The teaching restaurant, as the first wholly evaluated and certified green facility, will house the latest technologies. The equipment used in the facility, the water and energy usage, and how the restaurant operates — its devotion to recycling and waste management programs — will be unique as a facility under one roof.

A125-seat lecture hall will be equipped with a convection oven, gas stove, induction stoves, deep fryer, griddle and grill — with overhead cameras and large-screen projections. A retail store, also open to the public, will feature foods produced by the students including fresh-baked items, meals-to-go, preserved foods and portion-cut, ready-to-cook meals.

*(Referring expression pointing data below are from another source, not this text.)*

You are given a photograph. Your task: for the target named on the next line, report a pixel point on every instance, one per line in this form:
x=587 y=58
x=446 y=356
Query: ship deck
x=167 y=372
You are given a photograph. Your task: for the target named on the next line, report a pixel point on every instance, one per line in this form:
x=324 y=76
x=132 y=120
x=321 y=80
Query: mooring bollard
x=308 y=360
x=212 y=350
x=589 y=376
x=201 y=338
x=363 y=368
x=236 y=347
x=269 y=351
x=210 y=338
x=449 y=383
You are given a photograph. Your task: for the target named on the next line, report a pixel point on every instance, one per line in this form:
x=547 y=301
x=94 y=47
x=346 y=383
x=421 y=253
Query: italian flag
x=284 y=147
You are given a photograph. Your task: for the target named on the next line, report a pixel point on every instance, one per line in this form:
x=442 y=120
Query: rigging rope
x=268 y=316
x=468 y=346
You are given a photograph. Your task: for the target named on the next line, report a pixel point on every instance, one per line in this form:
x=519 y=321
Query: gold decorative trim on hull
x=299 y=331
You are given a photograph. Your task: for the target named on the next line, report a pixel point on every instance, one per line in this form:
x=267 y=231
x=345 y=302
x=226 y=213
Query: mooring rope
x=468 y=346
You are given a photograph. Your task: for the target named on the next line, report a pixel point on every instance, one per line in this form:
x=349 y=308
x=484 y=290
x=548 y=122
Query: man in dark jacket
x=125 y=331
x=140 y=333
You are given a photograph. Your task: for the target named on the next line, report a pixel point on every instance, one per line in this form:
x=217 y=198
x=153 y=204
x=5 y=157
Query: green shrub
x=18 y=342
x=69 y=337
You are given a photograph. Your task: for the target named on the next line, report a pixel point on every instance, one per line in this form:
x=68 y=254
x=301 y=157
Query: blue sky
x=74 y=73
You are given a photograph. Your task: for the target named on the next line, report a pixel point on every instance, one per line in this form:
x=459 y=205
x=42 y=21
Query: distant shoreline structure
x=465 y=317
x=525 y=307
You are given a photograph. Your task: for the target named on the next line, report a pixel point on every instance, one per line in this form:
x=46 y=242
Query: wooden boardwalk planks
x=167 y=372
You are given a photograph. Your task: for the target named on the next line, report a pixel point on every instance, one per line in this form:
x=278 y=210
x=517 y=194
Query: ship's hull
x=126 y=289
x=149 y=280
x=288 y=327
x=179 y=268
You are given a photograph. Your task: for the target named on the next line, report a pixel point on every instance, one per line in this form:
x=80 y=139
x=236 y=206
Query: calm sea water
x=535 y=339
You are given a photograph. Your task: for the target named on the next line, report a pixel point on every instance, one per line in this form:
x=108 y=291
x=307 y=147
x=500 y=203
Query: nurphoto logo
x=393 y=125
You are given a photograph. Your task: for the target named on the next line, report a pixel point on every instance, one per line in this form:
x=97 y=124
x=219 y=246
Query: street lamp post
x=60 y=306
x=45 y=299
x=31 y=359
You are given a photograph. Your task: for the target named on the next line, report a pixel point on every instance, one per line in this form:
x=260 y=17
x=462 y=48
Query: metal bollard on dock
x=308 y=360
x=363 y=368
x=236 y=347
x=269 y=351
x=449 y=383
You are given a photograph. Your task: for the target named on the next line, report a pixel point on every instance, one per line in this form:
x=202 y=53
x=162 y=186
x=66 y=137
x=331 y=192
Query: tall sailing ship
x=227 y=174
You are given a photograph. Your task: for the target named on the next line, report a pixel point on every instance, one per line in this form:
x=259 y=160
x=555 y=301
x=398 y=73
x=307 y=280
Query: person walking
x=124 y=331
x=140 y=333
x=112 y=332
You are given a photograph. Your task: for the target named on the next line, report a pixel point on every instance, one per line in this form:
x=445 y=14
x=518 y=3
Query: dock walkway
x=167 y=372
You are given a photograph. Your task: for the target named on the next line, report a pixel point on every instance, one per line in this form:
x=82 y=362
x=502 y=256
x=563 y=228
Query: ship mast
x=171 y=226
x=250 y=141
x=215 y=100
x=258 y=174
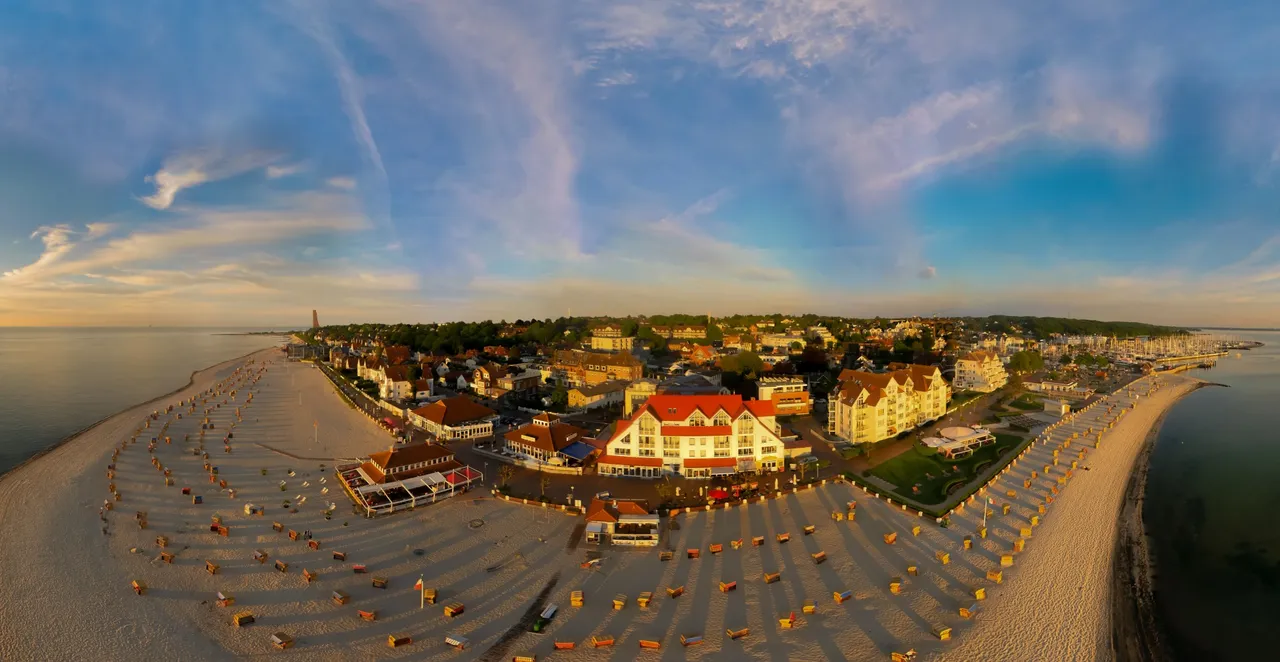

“It’s innovative in that what we’re doing is replicating what happens in real life,” Lovisa said. “Our students will replicate exactly what happens in communities within Durham Region, bringing together farmers and growers with food science and the preparation and celebration of food — the concept of field of fork. We’ll have students growing vegetables, fruits and herbs using demonstration plots. There will be flower and landscape plant growers. Our chefs and our food scientists will be working with the various growers, bringing their produce to our kitchens and exploring different product development ideas of food.”

Durham is bringing field to fork to an academic setting, creating a “living lab environment,” matching the practicality and hands-on nature of the trade with technology and real life applications.

“It’s not a desktop or laboratory setting, it emulates real life,” Lovisa said.

In order to construct the Centre for Food, the college took advantage of the expansion capacity of the Whitby campus, finding that establishing site scope and proper architectural design were easy enough due to its relationships with well experienced construction and creative design minds — details however needed to be ironed out concerning the site’s close proximity to Highway 401.

Sprinting to completion in time also provided some environmental hurdles to the project.

“The site has a lot of water on it, so site preparation was a bit of a challenge,” Darling said. “We started construction under winter conditions, pouring concrete during that time. We started the exterior cladding and preparation for that in early spring had to deal with the high winds coming off of Lake Ontario.

“We were aware and respectful of the fact that there is a car dealership just to the north of the property, and timed the insulation spray foam work around the high wind conditions.”

There was an urgency to get these issues addressed effectively while maintaining the project schedule.  With more than 75 per cent of the campus finished, Durham College has also managed to stay within the budget.

“Whenever you build a building and you provide a collaborative approach to defining scope, it’s always about trying to balance the demands, the wishes of everybody with the realities of a budget,” Lovisa said.

This multi-year project is near completion, and Durham College is more than excited to get its students rolling. There is no limit to the college’s technological innovation, and once the centre opens to students and the public, the programs will have wiggle room to explore more ways to set the trend for the region.

“From a general definition of tech, it’s really moving a whole new practice into place,” Lovisa said. “When we began to look at the agricultural lands [in Durham Region], we also looked at some very unique technologies within greenhouse operations, potential robotics, and the opportunity for some very unique growing chambers.

“It all compliments the Centre for Food idea. Right now we are focused on the building itself because we are in the building right stage and that is the obvious piece but there are more pieces to come that aren’t just comprised of bricks and mortar. The building is one component but we’ve yet to start construction of our agricultural/horticultural lands and greenhouse, which will see the entire plan come together.”